I, for one, was heartened by the Supreme Court's decision to uphold the limit that states may only apply the death penalty in response to crimes that result in death. As an Obama supporter, I am disappointed that Obama disagrees:
"I have said repeatedly that I think that the death penalty should be applied in very narrow circumstances for the most egregious of crimes. I think that the rape of a small child, 6 or 8 years old, is a heinous crime," he said, adding that if a state determines the death penalty should apply in such cases, they should be allowed to impose it.
Apparently, his disagreement arises from the view that killing is a form of self-expression:
he supports capital punishment in cases "so heinous, so beyond the pale, that the community is justified in expressing the full measure of its outrage by meting out the ultimate punishment."
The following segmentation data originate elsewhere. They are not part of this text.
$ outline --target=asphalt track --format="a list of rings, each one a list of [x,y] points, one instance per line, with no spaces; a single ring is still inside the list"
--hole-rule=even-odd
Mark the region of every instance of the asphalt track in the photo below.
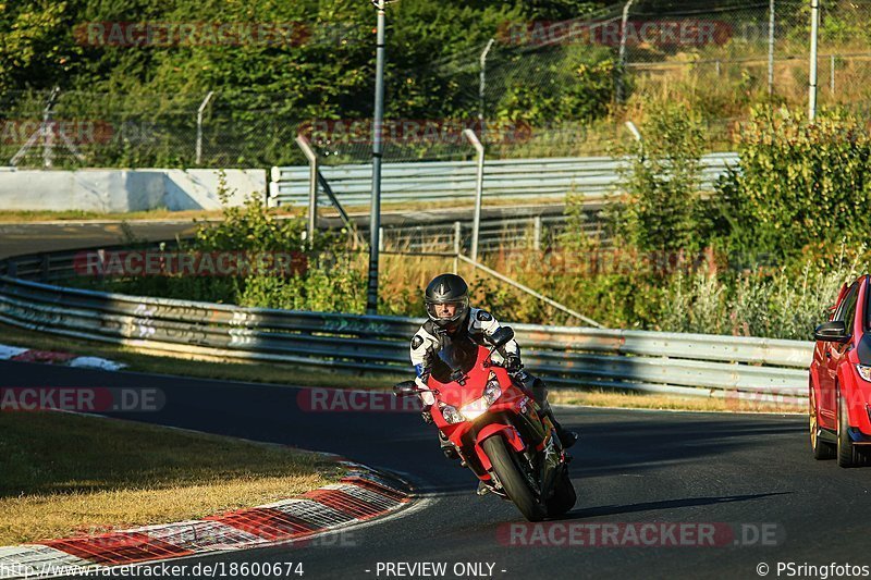
[[[187,565],[298,562],[304,578],[314,579],[432,578],[378,573],[379,563],[401,562],[446,563],[446,573],[436,578],[505,579],[759,578],[761,563],[770,566],[769,577],[785,578],[786,570],[777,575],[778,562],[871,567],[871,470],[814,461],[806,419],[799,416],[557,409],[565,423],[581,432],[572,464],[578,503],[557,522],[562,529],[696,522],[744,531],[713,546],[690,541],[667,547],[542,547],[522,540],[506,545],[510,536],[500,532],[523,521],[518,511],[498,497],[477,497],[471,474],[442,458],[431,428],[416,414],[310,412],[297,405],[297,388],[169,375],[24,362],[0,362],[0,375],[4,386],[159,388],[167,397],[162,410],[126,417],[339,453],[406,473],[422,497],[398,517],[332,544],[180,560]],[[287,382],[293,383],[292,374]],[[527,539],[533,538],[528,533]],[[761,539],[760,533],[770,535]],[[736,545],[743,534],[753,545]],[[568,536],[553,538],[566,544]],[[574,542],[577,538],[590,536]],[[493,564],[492,576],[455,575],[453,567],[463,563]]]

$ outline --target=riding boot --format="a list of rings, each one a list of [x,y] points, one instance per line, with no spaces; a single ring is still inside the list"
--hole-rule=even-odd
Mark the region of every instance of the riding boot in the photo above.
[[[451,443],[447,440],[447,437],[444,436],[444,433],[442,433],[441,430],[439,431],[439,445],[441,445],[442,453],[444,454],[444,456],[446,458],[449,458],[449,459],[458,459],[459,458],[459,454],[456,453],[456,448],[454,447],[454,444]]]
[[[578,442],[578,434],[575,431],[565,429],[562,423],[556,420],[550,404],[545,403],[544,406],[541,407],[541,411],[551,420],[551,423],[553,423],[553,429],[556,431],[556,436],[560,437],[560,443],[563,444],[564,449],[567,449]]]

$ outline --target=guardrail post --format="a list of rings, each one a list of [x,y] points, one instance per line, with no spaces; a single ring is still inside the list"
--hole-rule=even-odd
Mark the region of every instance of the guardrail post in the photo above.
[[[483,145],[470,128],[464,129],[463,135],[478,151],[478,178],[475,183],[475,218],[471,224],[471,260],[478,261],[478,235],[481,229],[481,198],[483,197]]]

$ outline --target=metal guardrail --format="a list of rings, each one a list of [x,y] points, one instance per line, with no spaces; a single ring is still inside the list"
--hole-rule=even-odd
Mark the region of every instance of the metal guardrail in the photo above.
[[[710,188],[726,168],[737,164],[737,153],[710,153],[702,158],[702,186]],[[589,198],[604,196],[618,183],[618,168],[625,160],[610,157],[505,159],[487,161],[483,197],[563,198],[569,192]],[[370,164],[320,165],[338,198],[345,206],[369,202]],[[384,163],[383,202],[471,200],[475,197],[477,166],[474,161]],[[269,200],[279,206],[308,202],[308,166],[272,168]],[[324,200],[326,203],[326,200]]]
[[[76,252],[0,261],[0,321],[175,356],[410,372],[422,319],[300,312],[107,294],[36,280],[74,275]],[[29,279],[29,280],[25,280]],[[798,341],[512,324],[549,383],[762,403],[807,397],[813,345]]]

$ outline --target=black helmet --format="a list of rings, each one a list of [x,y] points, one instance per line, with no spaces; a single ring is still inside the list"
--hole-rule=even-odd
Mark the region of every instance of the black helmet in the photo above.
[[[453,331],[466,319],[469,311],[469,287],[466,281],[456,274],[441,274],[432,279],[427,286],[427,314],[437,326]],[[440,318],[436,305],[456,305],[456,312],[451,318]]]

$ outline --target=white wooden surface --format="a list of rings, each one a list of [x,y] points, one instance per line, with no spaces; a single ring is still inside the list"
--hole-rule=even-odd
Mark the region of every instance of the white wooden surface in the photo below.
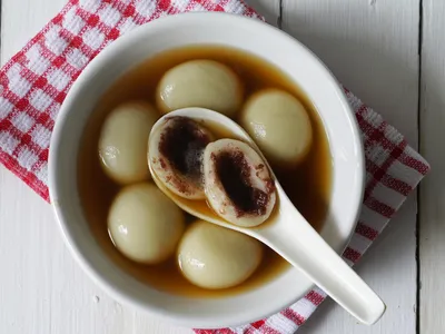
[[[444,51],[444,40],[439,45],[434,38],[435,35],[443,38],[445,31],[445,27],[441,27],[445,16],[445,9],[438,6],[441,1],[424,0],[425,8],[431,11],[425,17],[434,17],[436,21],[424,31],[427,57],[423,62],[426,73],[423,87],[428,92],[423,99],[423,129],[434,127],[437,130],[425,131],[422,138],[424,153],[433,163],[439,161],[434,155],[439,151],[433,148],[428,151],[426,144],[439,138],[443,119],[432,118],[429,114],[445,106],[438,87],[428,88],[442,80],[442,91],[445,89],[439,53]],[[403,4],[399,0],[248,2],[269,22],[283,27],[313,49],[345,86],[382,112],[416,147],[419,0],[405,0]],[[63,0],[2,0],[1,61],[18,51],[62,4]],[[436,69],[442,70],[442,78]],[[441,167],[438,164],[436,168]],[[423,203],[434,197],[433,191],[437,191],[438,186],[433,181],[425,184]],[[441,237],[434,232],[445,214],[441,212],[439,199],[423,206],[423,217],[434,220],[423,229],[431,236],[432,244],[422,248],[423,263],[429,257],[441,257],[437,254],[434,257]],[[357,267],[387,303],[384,318],[373,327],[364,327],[327,302],[298,333],[416,333],[416,198],[412,196]],[[442,232],[444,236],[443,226]],[[0,167],[0,264],[1,333],[190,333],[188,328],[174,327],[121,306],[99,291],[68,254],[49,205],[3,167]],[[429,262],[423,276],[428,277],[436,265]],[[445,271],[445,265],[442,268]],[[444,324],[442,330],[433,327],[434,313],[429,313],[441,298],[435,298],[436,304],[426,303],[435,289],[441,288],[437,278],[429,278],[427,286],[424,282],[423,333],[445,332]]]
[[[421,189],[421,331],[445,332],[445,3],[425,0],[422,43],[421,149],[432,173]]]

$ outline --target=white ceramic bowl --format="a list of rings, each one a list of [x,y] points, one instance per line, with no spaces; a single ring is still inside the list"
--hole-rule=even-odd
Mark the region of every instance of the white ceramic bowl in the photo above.
[[[130,67],[160,51],[188,45],[224,45],[274,63],[309,96],[327,129],[333,194],[323,237],[338,253],[349,239],[364,187],[364,155],[353,111],[330,72],[303,45],[266,23],[225,13],[158,19],[119,38],[85,69],[58,116],[49,156],[50,198],[72,255],[113,298],[189,327],[225,327],[257,321],[303,297],[313,284],[297,269],[250,292],[217,299],[162,293],[121,271],[89,230],[77,189],[79,141],[99,97]]]

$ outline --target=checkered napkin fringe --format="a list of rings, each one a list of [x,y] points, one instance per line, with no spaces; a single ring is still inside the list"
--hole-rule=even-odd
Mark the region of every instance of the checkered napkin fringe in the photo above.
[[[137,26],[186,11],[224,11],[263,19],[243,0],[70,0],[0,71],[0,160],[46,200],[48,147],[69,88],[107,45]],[[404,137],[350,91],[362,129],[366,191],[355,235],[343,254],[355,264],[427,174],[428,164]],[[290,334],[326,294],[315,288],[290,307],[237,328],[205,333]]]

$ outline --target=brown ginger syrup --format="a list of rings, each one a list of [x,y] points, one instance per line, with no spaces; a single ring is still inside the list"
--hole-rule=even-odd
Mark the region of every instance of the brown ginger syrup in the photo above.
[[[279,69],[253,55],[219,46],[196,46],[162,52],[130,69],[107,90],[83,132],[78,157],[79,195],[92,234],[108,256],[128,274],[159,291],[176,295],[227,296],[258,287],[289,269],[290,265],[264,246],[263,262],[246,282],[231,288],[209,291],[189,283],[181,275],[175,256],[155,266],[131,262],[113,246],[107,228],[108,210],[120,186],[103,174],[98,158],[99,134],[106,116],[119,104],[131,99],[146,100],[156,106],[156,86],[162,75],[176,65],[192,59],[212,59],[229,66],[244,82],[245,100],[259,89],[278,88],[303,102],[314,130],[310,151],[297,167],[273,166],[273,169],[294,205],[314,228],[322,229],[330,197],[333,167],[326,132],[313,104]],[[230,137],[224,129],[212,126],[210,130],[219,138]],[[195,202],[194,205],[211,212],[205,202]],[[188,216],[187,220],[192,222],[194,218]]]

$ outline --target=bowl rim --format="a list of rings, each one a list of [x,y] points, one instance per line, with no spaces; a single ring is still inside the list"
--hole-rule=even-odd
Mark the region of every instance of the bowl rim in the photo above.
[[[75,80],[72,84],[71,88],[68,91],[68,95],[59,110],[57,120],[55,122],[51,140],[50,140],[50,149],[49,149],[49,158],[48,158],[48,187],[49,187],[49,198],[51,203],[51,207],[53,209],[53,214],[56,216],[56,219],[58,222],[58,226],[60,228],[60,232],[62,234],[65,244],[69,248],[69,252],[71,255],[75,257],[76,262],[80,265],[80,267],[83,269],[83,272],[87,273],[87,275],[95,282],[95,284],[103,289],[111,298],[121,302],[122,304],[130,305],[134,307],[137,307],[138,310],[145,311],[150,313],[151,315],[155,315],[164,321],[167,321],[169,323],[174,323],[177,325],[181,326],[188,326],[188,327],[200,327],[200,328],[220,328],[220,324],[214,325],[212,323],[209,323],[207,321],[201,321],[199,316],[190,316],[190,315],[178,315],[178,314],[170,314],[169,312],[165,312],[162,310],[158,310],[157,307],[152,307],[151,305],[148,305],[146,303],[142,303],[140,301],[135,301],[131,296],[128,296],[126,293],[123,293],[119,287],[112,285],[109,281],[107,281],[103,276],[105,274],[100,273],[96,267],[92,266],[91,262],[85,256],[85,254],[77,247],[76,245],[76,238],[73,235],[70,233],[68,228],[68,219],[66,217],[66,214],[62,209],[62,207],[59,205],[58,202],[58,187],[56,185],[57,180],[57,175],[58,170],[55,166],[57,166],[57,148],[60,145],[60,138],[63,136],[63,124],[67,120],[67,115],[68,110],[71,109],[71,105],[76,101],[76,99],[79,98],[79,91],[81,91],[81,88],[83,86],[83,82],[88,80],[89,77],[93,76],[93,73],[99,70],[101,63],[106,61],[107,58],[113,57],[115,52],[118,52],[119,49],[121,48],[122,45],[128,43],[129,41],[137,41],[139,38],[142,38],[146,31],[149,31],[155,28],[159,28],[162,24],[169,26],[169,24],[179,24],[180,21],[187,21],[187,20],[200,20],[200,19],[206,19],[206,20],[227,20],[227,21],[234,21],[237,20],[238,24],[250,24],[250,26],[256,26],[256,29],[258,29],[258,33],[260,33],[261,30],[269,30],[269,32],[275,31],[274,33],[279,37],[280,39],[286,39],[287,43],[293,43],[295,47],[299,48],[300,52],[306,53],[317,65],[319,68],[324,71],[324,75],[327,80],[330,80],[334,89],[336,89],[336,95],[339,99],[339,102],[343,105],[343,108],[347,111],[347,118],[348,121],[350,122],[350,129],[354,135],[354,140],[356,140],[357,144],[357,173],[358,173],[358,185],[357,188],[354,189],[356,195],[355,202],[350,203],[350,206],[355,208],[355,217],[354,217],[354,223],[350,226],[349,235],[346,238],[345,243],[337,253],[342,254],[344,249],[346,248],[347,244],[349,243],[352,236],[354,235],[355,226],[357,224],[357,219],[360,214],[360,204],[363,202],[364,197],[364,190],[365,190],[365,155],[364,155],[364,148],[363,148],[363,139],[359,132],[359,127],[357,124],[357,120],[354,116],[354,111],[349,105],[349,102],[346,99],[346,96],[340,88],[339,82],[337,79],[334,77],[334,75],[330,72],[330,70],[325,66],[325,63],[317,57],[315,56],[306,46],[304,46],[301,42],[299,42],[297,39],[293,38],[288,33],[284,32],[283,30],[279,30],[278,28],[270,26],[268,23],[265,23],[260,20],[256,20],[253,18],[244,17],[240,14],[235,14],[235,13],[226,13],[226,12],[186,12],[186,13],[178,13],[174,16],[167,16],[167,17],[161,17],[158,18],[149,23],[142,24],[140,27],[135,28],[134,30],[127,32],[125,36],[120,37],[116,41],[111,42],[109,46],[107,46],[99,55],[92,59],[87,67],[81,71],[79,77]],[[208,22],[208,21],[207,21]],[[307,292],[313,289],[315,285],[312,285]],[[306,292],[306,293],[307,293]],[[298,301],[301,296],[295,296],[293,298],[293,302],[288,303],[287,305],[283,305],[283,307],[277,308],[277,310],[270,310],[268,314],[261,315],[261,317],[268,317],[273,314],[276,314],[280,312],[283,308],[288,307],[296,301]],[[237,325],[243,325],[246,323],[251,323],[257,321],[258,317],[254,318],[245,318],[243,321],[238,320],[237,322],[233,324],[227,324],[224,326],[237,326]]]

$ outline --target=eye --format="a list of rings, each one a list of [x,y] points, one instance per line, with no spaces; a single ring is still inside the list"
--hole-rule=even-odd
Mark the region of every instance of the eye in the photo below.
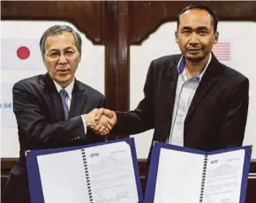
[[[206,35],[206,34],[207,34],[207,31],[206,31],[206,30],[200,30],[200,35]]]
[[[182,33],[184,34],[190,34],[191,31],[190,30],[184,30]]]
[[[57,52],[52,52],[52,53],[50,53],[49,56],[50,57],[52,57],[52,58],[56,58],[56,57],[59,56],[59,53],[57,53]]]
[[[75,52],[72,50],[67,50],[65,52],[65,56],[72,56]]]

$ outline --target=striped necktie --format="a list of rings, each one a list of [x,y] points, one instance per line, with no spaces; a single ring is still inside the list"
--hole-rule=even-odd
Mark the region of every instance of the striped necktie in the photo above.
[[[64,112],[65,120],[67,120],[69,117],[69,108],[67,105],[68,93],[64,89],[61,89],[59,91],[59,94],[61,97],[61,102],[62,102],[62,106]]]

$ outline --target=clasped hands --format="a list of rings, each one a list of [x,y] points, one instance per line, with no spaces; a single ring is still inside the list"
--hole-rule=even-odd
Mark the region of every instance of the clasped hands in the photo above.
[[[90,113],[83,115],[87,126],[94,133],[109,134],[117,123],[114,111],[106,109],[94,109]]]

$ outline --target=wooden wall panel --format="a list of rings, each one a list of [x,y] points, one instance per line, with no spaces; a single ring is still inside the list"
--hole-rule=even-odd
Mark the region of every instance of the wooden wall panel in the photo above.
[[[200,4],[210,6],[219,20],[256,21],[256,2],[137,2],[130,3],[129,29],[130,44],[139,45],[162,23],[176,21],[178,11],[189,4]]]
[[[130,45],[139,45],[162,23],[176,20],[188,2],[2,1],[2,19],[64,20],[72,23],[94,44],[105,45],[105,94],[108,107],[129,109]],[[197,2],[193,2],[197,3]],[[220,20],[256,21],[256,2],[198,2],[215,10]],[[3,184],[16,159],[1,159]],[[256,162],[251,173],[256,173]],[[142,183],[147,165],[139,161]],[[251,176],[251,177],[253,177]],[[2,182],[3,181],[3,182]],[[256,179],[248,183],[247,203],[256,202]],[[2,184],[3,186],[3,184]]]

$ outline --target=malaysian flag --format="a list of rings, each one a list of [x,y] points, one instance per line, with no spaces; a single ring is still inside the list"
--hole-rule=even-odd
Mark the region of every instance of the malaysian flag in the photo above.
[[[214,55],[220,61],[230,60],[230,42],[218,42],[213,47]]]

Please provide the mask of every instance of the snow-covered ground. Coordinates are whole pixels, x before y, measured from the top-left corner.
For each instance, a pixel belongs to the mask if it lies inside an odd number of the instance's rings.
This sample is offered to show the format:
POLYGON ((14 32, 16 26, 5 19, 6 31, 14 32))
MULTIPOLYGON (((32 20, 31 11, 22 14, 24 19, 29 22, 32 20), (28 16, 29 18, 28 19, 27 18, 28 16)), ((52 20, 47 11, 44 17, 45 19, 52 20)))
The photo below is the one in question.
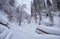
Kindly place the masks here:
POLYGON ((30 24, 23 22, 21 26, 16 22, 9 22, 7 17, 0 14, 0 21, 2 23, 9 23, 10 29, 4 25, 0 25, 0 39, 60 39, 60 29, 56 27, 47 27, 44 25, 38 25, 35 22, 30 24), (52 34, 38 34, 36 28, 42 29, 52 34), (56 35, 57 34, 57 35, 56 35))

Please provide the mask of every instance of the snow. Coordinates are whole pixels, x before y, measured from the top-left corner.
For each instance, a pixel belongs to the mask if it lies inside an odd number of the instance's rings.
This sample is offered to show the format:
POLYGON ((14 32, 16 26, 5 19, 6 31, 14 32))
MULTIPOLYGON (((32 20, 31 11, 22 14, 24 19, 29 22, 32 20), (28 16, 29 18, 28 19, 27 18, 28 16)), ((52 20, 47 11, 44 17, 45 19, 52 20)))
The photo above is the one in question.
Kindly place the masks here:
MULTIPOLYGON (((4 16, 1 14, 2 18, 4 16)), ((5 17, 6 18, 6 17, 5 17)), ((27 21, 23 22, 21 26, 16 22, 9 22, 10 29, 0 25, 0 39, 60 39, 60 29, 58 27, 47 27, 38 25, 34 21, 28 24, 27 21), (36 32, 36 28, 42 29, 51 34, 43 34, 43 32, 36 32), (2 37, 3 36, 3 37, 2 37)))

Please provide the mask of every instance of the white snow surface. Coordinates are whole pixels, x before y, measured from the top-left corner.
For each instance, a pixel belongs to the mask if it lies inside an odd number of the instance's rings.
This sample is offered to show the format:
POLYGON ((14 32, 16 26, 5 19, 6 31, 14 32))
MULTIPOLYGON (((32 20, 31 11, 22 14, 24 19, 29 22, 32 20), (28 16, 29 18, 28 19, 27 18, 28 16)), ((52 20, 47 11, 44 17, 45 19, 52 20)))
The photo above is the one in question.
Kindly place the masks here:
MULTIPOLYGON (((0 14, 0 21, 7 23, 8 19, 3 14, 0 14)), ((9 22, 10 29, 5 26, 0 25, 0 39, 60 39, 60 29, 58 27, 46 27, 44 25, 39 26, 37 23, 32 22, 27 24, 23 22, 21 26, 16 22, 9 22), (36 33, 36 28, 39 26, 47 32, 52 32, 52 34, 38 34, 36 33)))

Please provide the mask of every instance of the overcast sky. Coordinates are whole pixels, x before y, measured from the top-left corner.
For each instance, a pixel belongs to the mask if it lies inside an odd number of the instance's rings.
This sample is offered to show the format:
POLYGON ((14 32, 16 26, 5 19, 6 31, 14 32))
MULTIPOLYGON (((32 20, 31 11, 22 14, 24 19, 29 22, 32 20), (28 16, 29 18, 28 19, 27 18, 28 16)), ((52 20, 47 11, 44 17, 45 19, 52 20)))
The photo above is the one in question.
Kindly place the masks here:
POLYGON ((18 4, 26 4, 27 5, 27 12, 28 14, 31 14, 31 0, 17 0, 18 4))

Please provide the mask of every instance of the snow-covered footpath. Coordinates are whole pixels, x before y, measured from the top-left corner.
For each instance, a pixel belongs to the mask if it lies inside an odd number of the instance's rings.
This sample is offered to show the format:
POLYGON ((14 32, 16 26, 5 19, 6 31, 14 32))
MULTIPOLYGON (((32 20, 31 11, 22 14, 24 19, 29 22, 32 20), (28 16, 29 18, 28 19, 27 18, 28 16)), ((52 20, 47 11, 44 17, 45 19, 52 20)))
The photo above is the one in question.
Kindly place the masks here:
POLYGON ((56 28, 56 26, 39 26, 34 22, 30 24, 24 22, 21 26, 19 26, 16 22, 9 22, 7 18, 2 14, 0 15, 0 22, 3 22, 4 24, 9 23, 8 26, 10 27, 10 29, 8 29, 4 25, 0 24, 0 39, 60 39, 60 35, 55 35, 60 34, 60 30, 58 27, 56 28), (42 29, 52 34, 38 34, 36 32, 36 28, 42 29))

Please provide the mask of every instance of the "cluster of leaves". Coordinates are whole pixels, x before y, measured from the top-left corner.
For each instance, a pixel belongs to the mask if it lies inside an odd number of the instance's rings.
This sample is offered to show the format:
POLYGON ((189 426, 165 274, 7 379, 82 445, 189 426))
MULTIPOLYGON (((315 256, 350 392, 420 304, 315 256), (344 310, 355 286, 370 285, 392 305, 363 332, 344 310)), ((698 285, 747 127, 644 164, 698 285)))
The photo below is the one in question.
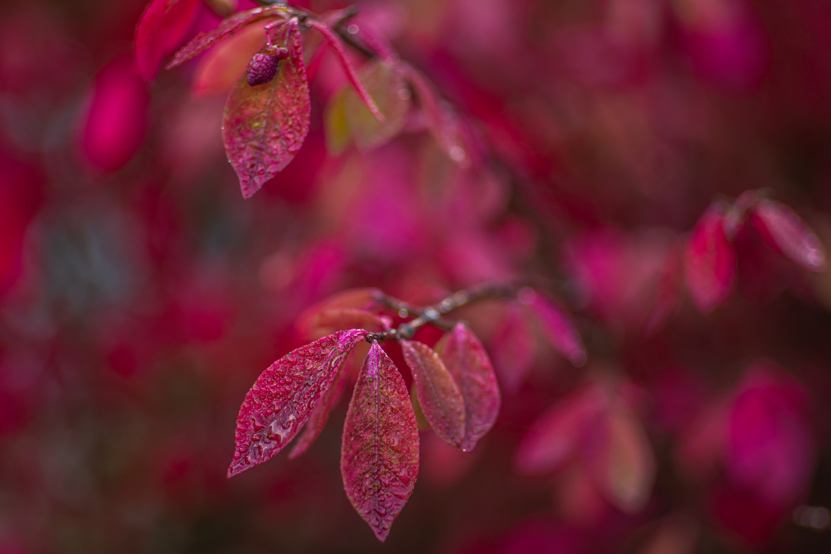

In contrast, I think that the act of destroying a life should be taken a little more seriously (or perhaps, I think that temper tantrums should be taken less seriously). When I remember Newt Gingrich's call to make drug dealing a capital offense, or the attempt of the Illinois legislature to make gang activity a capital crime, I'm glad that there is a Constitutional prohibition on expanding the use of the death penalty.
That the rape of a child is a horrific crime that deserves a firm and swift punishment is not in doubt. But expanding the list of crimes eligible for the death penalty to include non-homicide crimes would have undermined the long-standing principle of civilized societies that reserves the ultimate penalty for those who commit the most heinous murders. Anything less than categorical exclusion of non-homicide crimes would have provided too great an opportunity for the unconstitutionally overbroad, random, arbitrary, and capricious application of the death penalty.
We are not the property of the state (or "the community"), and there must be a limit on what methods the government can use to coerce us for its ends.